I tried to sleep in but after waking a up a few times, I found myself heading to Starbucks at 5 AM– after I realized I forgot to get ground coffee for our room. Times Square is always so peaceful early in the morning. I love experiencing the drastic changes in the energy as the day progresses. Even though I try to walk the perimeter of the area going to and from shows to avoid the crowds, it’s still a fun vibe to be in the heart of — just in small doses.
We relaxed most of the morning, staying near our apartment, knowing it was going to be a long day. We left around noon, took a walk and did some exploring before our matinee. It was a beautiful day in the upper 60’s and sunny.
Of Mice and Men I don’t get too many opportunities to see professionally produced classic dramas. Choosing OM&M was more about the show itself than seeing James Franco. Sometimes star power works for a production but actors still need to prove they belong there.
The first act was pretty solid, only to fall apart in the second act. I don’t understand why anyone would think it was a good idea to sanitize the most dramatic moments of the show, leaving them void of emotion. How can characters completely disassociate themselves from feelings where death is concerned? That is exactly what happens in this production.
Chris O’Dowd is wonderful as the simple-minded, Lenny. His character, gestures and mannerisms are all fully developed and well acted.

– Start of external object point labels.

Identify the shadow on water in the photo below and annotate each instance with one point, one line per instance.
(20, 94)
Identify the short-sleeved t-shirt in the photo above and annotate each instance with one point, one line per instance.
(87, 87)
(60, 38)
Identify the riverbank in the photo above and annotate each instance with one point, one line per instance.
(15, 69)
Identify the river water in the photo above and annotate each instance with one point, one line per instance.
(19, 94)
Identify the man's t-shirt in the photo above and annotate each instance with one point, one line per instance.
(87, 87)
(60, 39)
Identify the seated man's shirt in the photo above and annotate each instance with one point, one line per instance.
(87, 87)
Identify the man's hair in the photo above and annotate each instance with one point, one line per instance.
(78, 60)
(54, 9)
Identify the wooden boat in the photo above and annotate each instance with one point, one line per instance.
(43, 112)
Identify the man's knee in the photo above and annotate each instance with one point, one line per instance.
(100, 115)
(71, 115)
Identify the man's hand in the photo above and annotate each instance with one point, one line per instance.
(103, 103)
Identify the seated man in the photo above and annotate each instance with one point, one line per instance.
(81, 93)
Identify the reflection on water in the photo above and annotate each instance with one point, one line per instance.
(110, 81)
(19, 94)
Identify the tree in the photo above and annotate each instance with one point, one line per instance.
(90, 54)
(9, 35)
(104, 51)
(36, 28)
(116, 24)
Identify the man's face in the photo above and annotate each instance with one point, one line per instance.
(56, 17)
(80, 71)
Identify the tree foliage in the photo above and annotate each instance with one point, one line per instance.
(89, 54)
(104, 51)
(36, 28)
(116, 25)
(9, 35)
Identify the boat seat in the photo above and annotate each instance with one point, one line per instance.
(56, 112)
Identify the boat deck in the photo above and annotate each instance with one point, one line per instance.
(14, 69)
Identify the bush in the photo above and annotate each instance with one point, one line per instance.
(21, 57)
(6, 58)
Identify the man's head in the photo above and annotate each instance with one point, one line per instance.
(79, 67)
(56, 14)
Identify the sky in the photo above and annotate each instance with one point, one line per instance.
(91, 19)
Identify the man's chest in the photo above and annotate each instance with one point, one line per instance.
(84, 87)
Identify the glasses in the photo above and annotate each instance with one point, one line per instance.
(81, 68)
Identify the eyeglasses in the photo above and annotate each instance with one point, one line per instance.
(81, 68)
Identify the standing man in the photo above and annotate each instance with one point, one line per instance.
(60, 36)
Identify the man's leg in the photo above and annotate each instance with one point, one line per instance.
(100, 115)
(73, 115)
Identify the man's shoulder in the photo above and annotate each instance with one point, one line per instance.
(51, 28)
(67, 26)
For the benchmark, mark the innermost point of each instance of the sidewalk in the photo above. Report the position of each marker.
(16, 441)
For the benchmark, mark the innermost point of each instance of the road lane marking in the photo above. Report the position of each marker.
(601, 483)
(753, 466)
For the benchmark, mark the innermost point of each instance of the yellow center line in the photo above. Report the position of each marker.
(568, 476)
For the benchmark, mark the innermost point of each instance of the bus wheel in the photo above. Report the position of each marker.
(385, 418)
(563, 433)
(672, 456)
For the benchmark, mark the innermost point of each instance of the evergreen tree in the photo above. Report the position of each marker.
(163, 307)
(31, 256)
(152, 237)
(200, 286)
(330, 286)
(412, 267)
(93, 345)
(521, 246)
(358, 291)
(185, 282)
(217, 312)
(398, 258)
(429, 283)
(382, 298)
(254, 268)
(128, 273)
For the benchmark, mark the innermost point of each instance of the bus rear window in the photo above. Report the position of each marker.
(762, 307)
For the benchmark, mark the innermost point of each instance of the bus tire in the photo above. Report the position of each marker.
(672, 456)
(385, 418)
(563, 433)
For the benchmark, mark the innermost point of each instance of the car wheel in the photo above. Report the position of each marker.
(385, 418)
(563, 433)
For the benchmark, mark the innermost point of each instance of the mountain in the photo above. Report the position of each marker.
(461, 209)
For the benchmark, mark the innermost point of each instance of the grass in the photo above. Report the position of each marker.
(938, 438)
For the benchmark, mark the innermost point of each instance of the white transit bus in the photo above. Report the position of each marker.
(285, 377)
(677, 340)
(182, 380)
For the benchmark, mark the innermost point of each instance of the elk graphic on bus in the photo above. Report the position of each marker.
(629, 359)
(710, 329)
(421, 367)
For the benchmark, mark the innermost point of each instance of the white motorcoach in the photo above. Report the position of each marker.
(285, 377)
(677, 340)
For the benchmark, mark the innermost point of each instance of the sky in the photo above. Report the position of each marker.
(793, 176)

James Franco gives a strong first act performance as George but then fails to find any real emotion in the pivotal moments of the second act. He fakes vomiting at one point and wipes away a few imaginary tears but that’s it. Based on the overall tone though, I’m not sure how much of it is Franco’s or director Anna D. Shapiro’s choice. It just didn’t work for me. What should have felt tragic was left feeling rather mundane.
I also thought Jim Norton was miscast here as Candy. He’s a great actor. I just felt he lacked the earthiness needed for the role, making him seem out of place.
It’s sad to see a production with so much promise, fall so flat.
The 9th Avenue International Food Festival Fifteen city blocks of food and beverages. A sea of people mixing tourists, families and a neighborhood crowd. The festival reportedly draws an average of 200,000 people over the annual two day event. We spent a couple hours walking around and sampling some of the food between shows. Most visible: Roasted Corn, Fresh Lemonade, Beer and Crepes. What is it about standing and eating crepes outdoors? I don’t really get it.
It was definitely bustling but no worse than Times Square and not hard to weave in and out of the crowd. There were a couple of blocks dedicated to children’s entertainment and for the most part, it was the typical mix of vendors you’d find at any outdoor festival anywhere in the world.
Rocky the Musical I always cringe when I hear another movie is being made into a musical. Is there no original source material anymore? Sometimes we choose shows for the spectacle and wildcard potential. Rocky was pretty much panned by the critics but we don’t always agree with them and we took a chance.
There’s a lot of money up on that stage and some actors that are giving their all. Unfortunately, all that effort doesn’t hide the major flaws in the material. Rocky is an iconic movie and story. I just can’t figure out how it could be told so poorly. Even with the spectacle, I thought it lacked energy and electricity.
Set in the 1970’s, as in the movie, costumes weren’t always period appropriate (skinny and stretch jeans) and the use of modern technology IN the story just added confusion. Particularly in the final fight scene, live video used “in the arena”– multiple screens used as part of the action and others used at the same time so the audience could see what was going on– all created a chaotic atmosphere.
Andy Karl (Rocky), Margot Seibert (Adrian) and Terence Archie (Apollo Creed) are all up there trying to do the best with what they’ve been given. I just did not understand the casting of Dakin Matthews as Mickey. I just didn’t buy it.
Basically, the set is the show. It moves, turns, twists and spins. The book and music are not that memorable– A huge disappointment coming from one of my favorite writing teams Ahrens & Flaherty.